Le général Célestin Simporé a salué la synergie d’action ayant permis la tenue de ces journées et adressé ses vives félicitations au ministère des Affaires étrangères, ainsi qu’à son premier responsable. Cela, pour l’approche inclusive adoptée dans la mise en œuvre de la politique étrangère du pays. Pour lui, cette dynamique collaborative traduit une volonté affirmée d’associer l’ensemble des acteurs concernés afin de conduire une diplomatie en phase avec les idéaux de la Révolution progressiste populaire et attentive aux priorités concrètes du peuple burkinabè.

Une résurgence de la loi du plus fort
Le ministre de la défense patriotique a situé cette initiative dans un contexte international marqué par des ruptures profondes, une recomposition des alliances et une contestation accrue des anciennes dominations, qu’il qualifie d’« époque charnière ». « Cette ébullition, nous la voyons, c’est l’émergence d’une rupture stratégique, à l’essence d’alliances nouvelles et souveraines à l’image de la Confédération des États du Sahel. Une résurgence de la loi du plus fort et le mépris affiché pour le droit international », a-t-il indiqué.
Face à ces bouleversements mondiaux, il estime que le Burkina Faso ne saurait rester spectateur. Héritier de la pensée du capitaine Thomas Sankara et engagé dans l’élan de la Révolution progressiste populaire, le pays doit, selon lui, repenser en profondeur son action internationale. Cette réflexion exige audace, lucidité et dépassement des schémas traditionnels. Elle impose surtout un renforcement de la synergie entre diplomatie et action sécuritaire, afin d’optimiser la défense et la protection des intérêts nationaux dans toutes leurs dimensions.

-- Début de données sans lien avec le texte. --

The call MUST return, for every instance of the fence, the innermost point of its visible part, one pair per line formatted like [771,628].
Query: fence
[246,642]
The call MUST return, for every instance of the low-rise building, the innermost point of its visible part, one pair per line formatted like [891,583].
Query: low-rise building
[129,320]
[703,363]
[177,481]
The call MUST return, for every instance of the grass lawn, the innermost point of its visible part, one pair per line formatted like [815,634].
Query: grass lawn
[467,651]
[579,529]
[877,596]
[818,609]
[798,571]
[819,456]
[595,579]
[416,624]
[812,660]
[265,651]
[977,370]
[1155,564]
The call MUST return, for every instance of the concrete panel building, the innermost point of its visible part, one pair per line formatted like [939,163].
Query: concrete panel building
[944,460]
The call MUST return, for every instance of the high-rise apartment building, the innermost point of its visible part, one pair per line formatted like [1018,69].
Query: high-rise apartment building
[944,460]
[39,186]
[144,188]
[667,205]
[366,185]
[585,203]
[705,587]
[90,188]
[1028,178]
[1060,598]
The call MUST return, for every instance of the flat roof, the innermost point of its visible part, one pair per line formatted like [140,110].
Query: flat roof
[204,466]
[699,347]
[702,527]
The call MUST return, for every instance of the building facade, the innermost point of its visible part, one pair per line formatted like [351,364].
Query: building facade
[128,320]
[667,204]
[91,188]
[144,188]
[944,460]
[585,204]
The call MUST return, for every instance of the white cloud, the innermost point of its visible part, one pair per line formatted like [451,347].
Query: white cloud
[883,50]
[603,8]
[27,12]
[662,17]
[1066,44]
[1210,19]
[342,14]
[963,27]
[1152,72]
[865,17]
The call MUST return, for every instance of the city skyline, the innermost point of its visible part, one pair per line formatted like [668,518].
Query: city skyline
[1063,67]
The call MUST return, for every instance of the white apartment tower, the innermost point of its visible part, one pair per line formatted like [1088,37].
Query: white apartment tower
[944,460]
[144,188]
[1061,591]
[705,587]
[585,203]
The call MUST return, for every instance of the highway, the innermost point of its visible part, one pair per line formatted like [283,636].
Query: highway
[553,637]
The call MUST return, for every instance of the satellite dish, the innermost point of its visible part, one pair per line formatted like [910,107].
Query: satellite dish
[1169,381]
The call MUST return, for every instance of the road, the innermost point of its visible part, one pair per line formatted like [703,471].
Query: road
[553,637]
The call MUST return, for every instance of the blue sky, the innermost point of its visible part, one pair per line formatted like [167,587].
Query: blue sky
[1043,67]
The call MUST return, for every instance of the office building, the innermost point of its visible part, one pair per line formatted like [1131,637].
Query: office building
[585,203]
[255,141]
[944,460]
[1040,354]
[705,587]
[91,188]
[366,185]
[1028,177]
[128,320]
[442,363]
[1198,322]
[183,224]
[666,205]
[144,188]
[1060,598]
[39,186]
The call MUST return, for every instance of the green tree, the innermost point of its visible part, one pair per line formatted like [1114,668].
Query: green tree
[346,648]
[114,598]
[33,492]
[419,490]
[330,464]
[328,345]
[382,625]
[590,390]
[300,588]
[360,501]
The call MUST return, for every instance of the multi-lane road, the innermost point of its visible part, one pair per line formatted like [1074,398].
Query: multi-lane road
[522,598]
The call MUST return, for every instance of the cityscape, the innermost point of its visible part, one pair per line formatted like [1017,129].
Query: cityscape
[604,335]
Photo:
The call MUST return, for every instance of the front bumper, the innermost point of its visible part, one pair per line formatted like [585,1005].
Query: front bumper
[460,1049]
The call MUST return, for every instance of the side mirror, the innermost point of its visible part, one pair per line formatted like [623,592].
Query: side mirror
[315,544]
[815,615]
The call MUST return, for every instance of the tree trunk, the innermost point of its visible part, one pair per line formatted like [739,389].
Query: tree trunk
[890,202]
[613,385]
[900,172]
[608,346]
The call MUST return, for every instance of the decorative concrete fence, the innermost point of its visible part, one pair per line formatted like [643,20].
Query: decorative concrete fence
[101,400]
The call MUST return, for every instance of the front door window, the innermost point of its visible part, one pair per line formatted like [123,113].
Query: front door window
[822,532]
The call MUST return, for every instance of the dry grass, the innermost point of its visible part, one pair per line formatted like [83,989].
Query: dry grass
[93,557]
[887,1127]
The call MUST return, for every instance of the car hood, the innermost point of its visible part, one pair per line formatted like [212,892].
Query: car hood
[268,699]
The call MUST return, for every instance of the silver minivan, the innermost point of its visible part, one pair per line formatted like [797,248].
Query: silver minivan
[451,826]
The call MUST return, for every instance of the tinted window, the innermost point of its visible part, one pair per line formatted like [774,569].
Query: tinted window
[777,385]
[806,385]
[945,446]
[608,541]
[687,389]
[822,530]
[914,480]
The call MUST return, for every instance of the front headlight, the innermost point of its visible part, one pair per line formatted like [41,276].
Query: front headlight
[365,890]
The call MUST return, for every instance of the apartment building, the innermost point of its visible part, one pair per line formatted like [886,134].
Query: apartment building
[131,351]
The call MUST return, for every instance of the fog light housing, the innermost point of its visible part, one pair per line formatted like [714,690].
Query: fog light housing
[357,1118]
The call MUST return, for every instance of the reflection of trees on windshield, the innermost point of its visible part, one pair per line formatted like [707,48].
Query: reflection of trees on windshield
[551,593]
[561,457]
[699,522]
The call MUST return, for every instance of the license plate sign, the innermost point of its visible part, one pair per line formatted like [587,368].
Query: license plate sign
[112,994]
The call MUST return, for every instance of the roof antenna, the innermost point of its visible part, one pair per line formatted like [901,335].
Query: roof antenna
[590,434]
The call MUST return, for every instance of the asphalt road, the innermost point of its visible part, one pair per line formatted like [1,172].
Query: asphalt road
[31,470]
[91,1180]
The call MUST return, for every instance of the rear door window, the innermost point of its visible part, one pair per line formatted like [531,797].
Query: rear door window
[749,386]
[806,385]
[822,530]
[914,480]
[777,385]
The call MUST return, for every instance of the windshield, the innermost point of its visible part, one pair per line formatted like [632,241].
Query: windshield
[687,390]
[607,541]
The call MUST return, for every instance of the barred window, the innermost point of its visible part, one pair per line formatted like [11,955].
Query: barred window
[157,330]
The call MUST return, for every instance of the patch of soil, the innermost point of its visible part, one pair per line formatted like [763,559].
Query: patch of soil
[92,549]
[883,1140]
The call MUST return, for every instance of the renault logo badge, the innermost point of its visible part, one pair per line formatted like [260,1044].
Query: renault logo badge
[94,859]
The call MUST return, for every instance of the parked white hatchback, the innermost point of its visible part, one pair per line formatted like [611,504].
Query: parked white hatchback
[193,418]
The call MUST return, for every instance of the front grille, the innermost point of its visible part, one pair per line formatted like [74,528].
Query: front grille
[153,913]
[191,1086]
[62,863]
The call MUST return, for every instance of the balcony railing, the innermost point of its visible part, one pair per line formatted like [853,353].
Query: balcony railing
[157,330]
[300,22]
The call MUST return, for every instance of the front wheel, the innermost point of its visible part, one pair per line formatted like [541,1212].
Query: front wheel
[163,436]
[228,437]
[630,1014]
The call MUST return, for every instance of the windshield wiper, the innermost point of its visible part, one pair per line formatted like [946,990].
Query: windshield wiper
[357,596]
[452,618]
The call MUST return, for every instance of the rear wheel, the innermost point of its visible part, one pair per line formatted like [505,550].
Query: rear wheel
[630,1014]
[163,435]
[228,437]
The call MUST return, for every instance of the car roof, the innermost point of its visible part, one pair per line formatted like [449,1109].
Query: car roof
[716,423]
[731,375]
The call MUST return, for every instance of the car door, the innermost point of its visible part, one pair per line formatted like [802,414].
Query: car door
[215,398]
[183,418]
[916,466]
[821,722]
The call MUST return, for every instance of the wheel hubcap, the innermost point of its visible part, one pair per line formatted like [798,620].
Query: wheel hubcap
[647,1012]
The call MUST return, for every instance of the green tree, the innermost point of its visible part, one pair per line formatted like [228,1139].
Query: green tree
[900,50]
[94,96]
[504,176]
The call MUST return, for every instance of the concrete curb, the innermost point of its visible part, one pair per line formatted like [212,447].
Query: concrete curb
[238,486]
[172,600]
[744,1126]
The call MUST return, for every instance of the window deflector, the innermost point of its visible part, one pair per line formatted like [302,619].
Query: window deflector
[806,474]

En définitive, le général Simporé a exprimé sa conviction que ces Journées permettront de bâtir des passerelles solides entre les différents acteurs impliqués dans la conduite de l’action extérieure du Burkina Faso. Il a appelé à une participation active et à une intelligence collective capable de nourrir une diplomatie « décomplexée », cohérente et fidèle aux orientations fixées par les plus hautes autorités. Plaçant ces travaux sous le signe de l’engagement patriotique, il a formulé le vœu qu’ils débouchent sur des décisions concrètes, à la hauteur des aspirations du peuple et des exigences de souveraineté nationale.
Le chef de la diplomatie burkinabè a insisté sur la nécessité d’unifier l’action publique autour d’une vision cohérente. « La défense des intérêts du Burkina Faso ne peut plus être fragmentée. Elle doit être unifiée, coordonnée et stratégique », a-t-il martelé. À ses yeux, la puissance d’un État moderne repose sur une articulation intelligente entre la force militaire, l’action diplomatique et la solidité financière. Il a résumé cette équation en une formule forte : la diplomatie sans la force est inaudible, la force sans la diplomatie est vulnérable, et la souveraineté sans moyens financiers demeure fragile. Autrement dit, c’est la convergence de ces leviers qui fonde une souveraineté réelle et durable.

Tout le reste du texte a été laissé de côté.